Lo Shogi e il Chess, essendo giochi a conoscenza completa e perfetta, non dispongono di dispositivi che introducano casualità. Questo però non reca detrimento al gioco: non c’è caso dato che non c’è una storia da “depotenziare”. A sua volta ciò non vuol dire che Shogi e Chess siano giochi privi di imprevedibilità e incertezza, e quindi privi di mordente.
Veniamo alla seconda questione: i boardwargame hanno una dimensione narrativa, mentre Chess e Shogi non raccontano nulla, non hanno ambientazione. Questa osservazione è vera, ma, alla luce di quanto abbiamo indicato nei paragrafi precedenti, acquista un significato ben più ampio di quello che sembra avere a prima vista: gli Scacchi non hanno nessuna specifica ambientazione perché in un certo senso le riassumono essenzialmente tutte.
Peraltro i protagonisti dello scontro scacchistico non sono figure storicamente individuabili, ma pure potenze, o meglio ancora pure potenzialità dinamiche.

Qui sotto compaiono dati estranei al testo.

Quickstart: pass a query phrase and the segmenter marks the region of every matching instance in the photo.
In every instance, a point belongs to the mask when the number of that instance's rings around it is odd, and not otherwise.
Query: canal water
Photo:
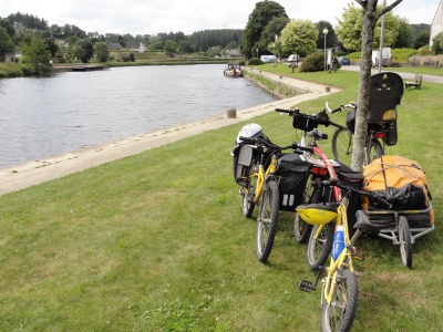
[[[112,68],[0,80],[0,168],[269,103],[224,64]]]

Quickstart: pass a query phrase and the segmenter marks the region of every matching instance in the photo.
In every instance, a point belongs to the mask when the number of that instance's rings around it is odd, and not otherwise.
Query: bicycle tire
[[[253,160],[250,167],[250,175],[258,172],[258,165],[256,160]],[[247,179],[247,185],[241,187],[240,195],[241,195],[241,212],[246,218],[250,218],[253,216],[253,211],[255,208],[254,197],[256,196],[256,185],[257,185],[257,177],[250,176]]]
[[[412,239],[411,230],[409,228],[408,219],[404,216],[399,218],[399,241],[400,241],[400,257],[403,266],[412,268]]]
[[[266,262],[272,250],[277,232],[277,219],[279,209],[279,194],[276,179],[265,181],[260,199],[260,209],[257,218],[257,259]]]
[[[367,165],[372,163],[373,159],[380,158],[382,155],[384,155],[383,146],[381,145],[379,139],[372,138],[371,148],[369,149],[367,156]]]
[[[318,270],[319,267],[324,266],[328,260],[329,253],[332,250],[333,234],[336,231],[336,222],[331,221],[324,225],[319,237],[316,239],[317,230],[320,226],[316,225],[310,234],[308,242],[308,266],[311,270]]]
[[[306,188],[303,191],[303,200],[302,204],[312,203],[316,195],[316,188],[312,186],[312,174],[309,175],[308,180],[306,183]],[[296,241],[299,243],[305,243],[312,230],[312,225],[305,222],[299,214],[296,211],[295,220],[293,220],[293,235],[296,237]]]
[[[351,165],[353,133],[347,128],[338,128],[332,135],[332,154],[337,162]]]
[[[332,301],[323,303],[321,311],[321,331],[348,332],[351,330],[359,300],[359,281],[357,274],[343,269],[337,270],[337,286]]]

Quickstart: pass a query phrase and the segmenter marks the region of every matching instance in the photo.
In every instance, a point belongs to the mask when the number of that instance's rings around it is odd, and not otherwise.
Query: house
[[[439,8],[436,9],[434,19],[431,23],[431,35],[430,46],[432,46],[432,40],[443,31],[443,0],[440,1]]]
[[[143,53],[145,51],[145,49],[146,49],[146,46],[142,42],[134,42],[134,43],[126,44],[127,51],[135,51],[138,53]]]
[[[122,46],[121,43],[107,43],[107,45],[110,46],[110,50],[111,50],[111,51],[114,51],[114,50],[123,50],[123,46]]]

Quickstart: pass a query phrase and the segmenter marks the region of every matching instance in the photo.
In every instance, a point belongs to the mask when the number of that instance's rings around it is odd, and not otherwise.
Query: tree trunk
[[[356,112],[356,132],[352,147],[353,170],[362,170],[364,163],[364,146],[368,137],[368,111],[369,111],[369,93],[371,83],[372,69],[372,42],[374,40],[374,29],[377,21],[382,14],[391,11],[403,0],[395,0],[380,12],[377,12],[378,0],[356,0],[363,8],[363,27],[361,39],[361,63],[359,80],[359,97]]]
[[[356,132],[351,165],[353,170],[362,170],[364,162],[364,146],[368,136],[369,91],[372,69],[372,41],[377,22],[377,0],[369,0],[365,8],[363,8],[359,96],[356,112]]]

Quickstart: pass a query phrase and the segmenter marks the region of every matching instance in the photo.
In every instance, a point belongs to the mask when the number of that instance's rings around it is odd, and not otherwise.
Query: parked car
[[[337,58],[341,65],[351,65],[351,60],[348,56]]]

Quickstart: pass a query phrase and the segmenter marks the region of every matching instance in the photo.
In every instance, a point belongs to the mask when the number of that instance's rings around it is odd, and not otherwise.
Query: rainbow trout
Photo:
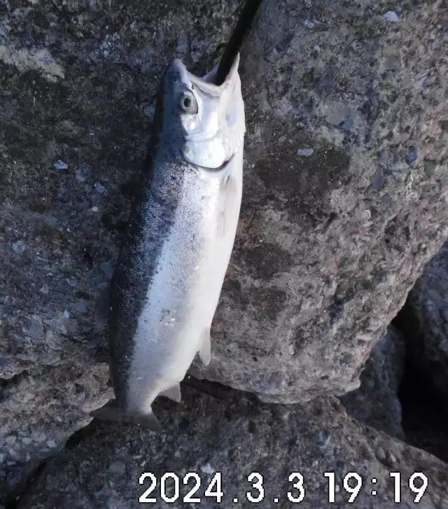
[[[223,83],[178,60],[158,98],[150,171],[144,173],[111,283],[97,306],[108,323],[115,399],[100,419],[160,424],[158,396],[181,400],[197,353],[210,362],[210,326],[237,230],[244,107],[239,55]]]

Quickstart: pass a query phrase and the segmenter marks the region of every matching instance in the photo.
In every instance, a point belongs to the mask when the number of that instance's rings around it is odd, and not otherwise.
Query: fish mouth
[[[235,60],[230,67],[230,70],[225,76],[225,79],[221,85],[216,85],[214,82],[216,78],[218,68],[219,64],[217,64],[209,73],[202,77],[195,76],[190,73],[186,67],[183,62],[178,58],[175,58],[172,62],[172,67],[179,73],[182,77],[182,81],[186,82],[189,81],[195,87],[197,87],[202,92],[209,95],[218,97],[223,90],[229,86],[230,83],[233,81],[233,76],[238,70],[239,64],[239,53],[237,55]]]

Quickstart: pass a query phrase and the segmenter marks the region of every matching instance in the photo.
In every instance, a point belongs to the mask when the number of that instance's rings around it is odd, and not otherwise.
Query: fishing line
[[[246,0],[237,26],[233,31],[233,34],[232,34],[230,40],[219,63],[216,79],[215,80],[216,85],[220,85],[224,83],[224,80],[229,74],[237,55],[252,28],[252,22],[261,2],[262,0]]]

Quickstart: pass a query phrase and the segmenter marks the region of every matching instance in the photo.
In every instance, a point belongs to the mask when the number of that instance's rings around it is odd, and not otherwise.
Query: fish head
[[[224,83],[214,83],[218,65],[200,78],[175,59],[165,75],[161,141],[184,162],[223,167],[242,147],[244,105],[237,57]]]

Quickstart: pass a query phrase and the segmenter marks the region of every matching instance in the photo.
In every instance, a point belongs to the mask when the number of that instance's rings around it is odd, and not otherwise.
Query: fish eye
[[[197,113],[197,102],[195,96],[190,92],[185,92],[181,96],[179,107],[186,113],[195,115]]]

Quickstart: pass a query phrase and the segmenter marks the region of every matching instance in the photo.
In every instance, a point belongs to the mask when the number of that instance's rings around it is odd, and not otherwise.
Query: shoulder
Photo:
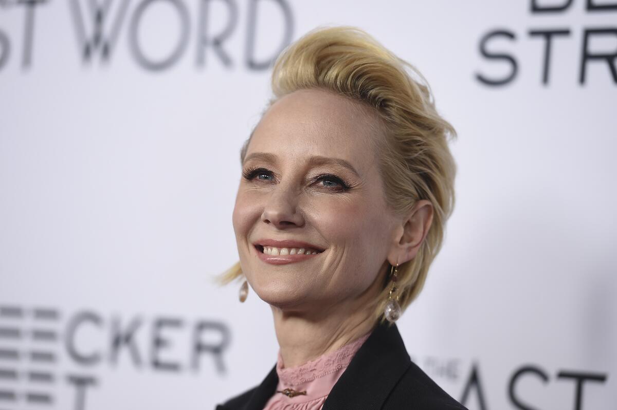
[[[222,404],[217,406],[215,410],[235,410],[235,409],[242,408],[249,402],[251,396],[253,395],[257,388],[257,387],[254,387],[244,393],[232,397]]]
[[[422,410],[467,410],[412,362],[384,403],[384,410],[407,408]]]

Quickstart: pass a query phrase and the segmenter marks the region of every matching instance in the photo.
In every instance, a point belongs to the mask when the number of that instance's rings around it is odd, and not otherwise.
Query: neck
[[[314,360],[363,336],[374,329],[368,292],[355,300],[302,312],[271,306],[275,330],[284,367],[293,367]]]

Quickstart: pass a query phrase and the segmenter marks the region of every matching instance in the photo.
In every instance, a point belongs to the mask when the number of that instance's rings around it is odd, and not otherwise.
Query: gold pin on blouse
[[[296,392],[292,388],[286,388],[284,390],[278,390],[276,393],[282,393],[288,397],[296,397],[296,396],[300,396],[301,395],[304,395],[306,396],[306,392]]]

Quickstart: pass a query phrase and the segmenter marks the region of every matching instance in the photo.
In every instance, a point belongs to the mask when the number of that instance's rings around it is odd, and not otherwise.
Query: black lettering
[[[532,13],[560,13],[572,6],[573,0],[566,0],[561,6],[540,6],[538,0],[531,0]]]
[[[229,17],[227,25],[220,33],[213,36],[212,39],[208,38],[208,13],[210,3],[212,0],[202,0],[199,16],[199,28],[197,31],[197,67],[204,65],[205,60],[205,46],[212,46],[212,49],[220,59],[225,67],[231,67],[231,59],[229,54],[223,49],[222,45],[231,35],[238,22],[238,7],[233,0],[222,0],[227,6],[229,10]]]
[[[26,6],[26,18],[23,23],[23,54],[22,67],[25,68],[32,62],[32,43],[35,30],[35,7],[46,0],[23,0],[19,4]]]
[[[486,49],[487,43],[489,40],[498,37],[505,37],[506,38],[510,39],[511,40],[515,40],[516,36],[511,31],[508,31],[508,30],[494,30],[487,33],[480,40],[479,44],[479,50],[480,54],[482,54],[483,57],[487,59],[491,60],[503,60],[510,63],[510,65],[511,67],[511,71],[510,73],[507,76],[505,76],[500,79],[491,79],[485,76],[482,74],[476,73],[476,78],[481,83],[491,86],[502,86],[508,84],[513,80],[514,80],[516,76],[516,72],[518,71],[518,65],[516,63],[516,60],[510,54],[507,54],[505,53],[503,54],[497,54],[492,53],[488,51]]]
[[[94,52],[99,50],[103,61],[107,62],[111,57],[112,51],[120,34],[124,16],[126,14],[128,0],[122,0],[116,13],[111,31],[106,35],[104,33],[104,27],[107,21],[109,7],[112,2],[106,1],[102,6],[101,6],[96,1],[88,2],[90,12],[86,15],[92,16],[93,18],[92,33],[90,35],[86,33],[86,24],[81,13],[80,0],[72,0],[70,3],[73,23],[77,38],[77,46],[85,62],[89,62]]]
[[[67,381],[75,387],[75,410],[85,410],[86,408],[86,388],[96,386],[96,379],[87,376],[68,375]]]
[[[463,395],[460,400],[460,403],[463,406],[467,402],[467,400],[471,395],[472,388],[476,390],[476,394],[478,395],[478,403],[479,406],[478,408],[479,410],[487,410],[486,401],[484,400],[484,394],[482,393],[482,383],[480,382],[478,364],[476,363],[474,363],[471,366],[471,373],[470,374],[469,379],[467,380],[467,383],[463,390]]]
[[[78,351],[75,347],[75,333],[82,325],[89,322],[100,327],[102,322],[101,316],[93,312],[83,312],[78,313],[68,322],[67,326],[65,343],[68,355],[78,363],[85,366],[96,364],[101,361],[101,354],[93,353],[86,355]]]
[[[582,410],[582,387],[586,381],[604,383],[607,381],[607,375],[599,373],[576,373],[574,372],[560,372],[558,379],[573,379],[576,383],[574,393],[574,410]]]
[[[617,83],[617,68],[615,68],[615,59],[617,59],[617,50],[613,54],[592,54],[589,51],[589,38],[594,35],[613,35],[617,36],[617,28],[587,28],[583,34],[582,53],[581,57],[581,76],[579,82],[585,84],[585,74],[587,70],[587,62],[590,60],[606,60],[613,82]]]
[[[164,327],[180,327],[182,321],[179,319],[157,319],[152,326],[152,346],[151,363],[155,369],[177,372],[180,369],[178,363],[164,362],[159,357],[162,348],[169,346],[168,339],[163,338],[161,330]]]
[[[544,65],[542,69],[542,83],[548,84],[549,70],[550,67],[550,47],[553,36],[569,36],[570,30],[531,30],[529,36],[531,37],[540,36],[544,38]]]
[[[141,358],[139,349],[135,345],[135,332],[141,326],[142,321],[139,318],[134,319],[128,325],[126,330],[123,330],[120,325],[119,318],[112,321],[111,327],[111,351],[109,353],[110,362],[115,364],[118,363],[118,356],[120,348],[123,345],[128,347],[131,359],[135,367],[141,366]]]
[[[171,3],[178,12],[178,15],[180,18],[180,27],[181,32],[178,38],[178,43],[175,48],[172,51],[172,54],[166,58],[160,61],[153,61],[149,59],[144,54],[139,46],[138,40],[139,23],[141,22],[142,16],[146,9],[155,1],[167,1]],[[151,71],[161,71],[173,65],[177,62],[188,44],[189,29],[190,22],[189,20],[189,12],[186,9],[184,4],[179,0],[143,0],[137,6],[135,11],[133,14],[133,18],[131,19],[130,32],[129,34],[129,41],[131,45],[131,50],[133,51],[133,57],[137,62],[144,68]]]
[[[510,379],[510,385],[508,387],[508,395],[510,396],[510,400],[512,402],[517,409],[520,410],[536,410],[535,408],[531,407],[524,404],[516,396],[515,393],[515,387],[518,382],[518,379],[523,375],[528,374],[534,374],[546,384],[549,381],[549,375],[544,372],[542,369],[536,367],[532,366],[526,366],[521,367],[512,375]]]
[[[0,70],[2,69],[10,55],[10,41],[9,36],[0,30]]]
[[[617,10],[617,3],[606,3],[596,4],[595,0],[587,0],[587,11],[605,11]]]
[[[202,338],[204,334],[211,332],[220,337],[216,343],[205,343]],[[214,357],[214,363],[218,373],[225,373],[225,363],[223,361],[223,352],[229,346],[231,334],[229,328],[223,323],[218,322],[199,322],[195,326],[193,333],[193,368],[199,370],[199,359],[203,353],[209,353]]]
[[[281,10],[283,12],[283,16],[284,18],[285,33],[283,36],[281,46],[274,55],[269,59],[266,59],[260,62],[255,60],[255,31],[257,31],[257,2],[259,0],[249,1],[249,25],[246,32],[245,61],[246,62],[247,67],[251,70],[259,70],[268,68],[274,60],[276,59],[279,54],[291,41],[294,28],[294,20],[293,15],[291,14],[291,8],[287,4],[286,0],[274,1],[279,5]]]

Stiamo allora dicendo che gli Scacchi sono un autentico wargame o un autentico boardgame storico? No: stiamo dicendo che se dovessimo adoperare tali categorie per definire gli Scacchi dovremmo necessariamente trascenderle. Gli Scacchi (il Chess, lo Shogi) sono in tal senso un boardgame meta-storico, o un wargame metafisico che nel non rappresentare nulla (astratto), in realtà, rappresenta tutto quanto c’è di essenziale nell’arte di Πόλεμος (Polemos).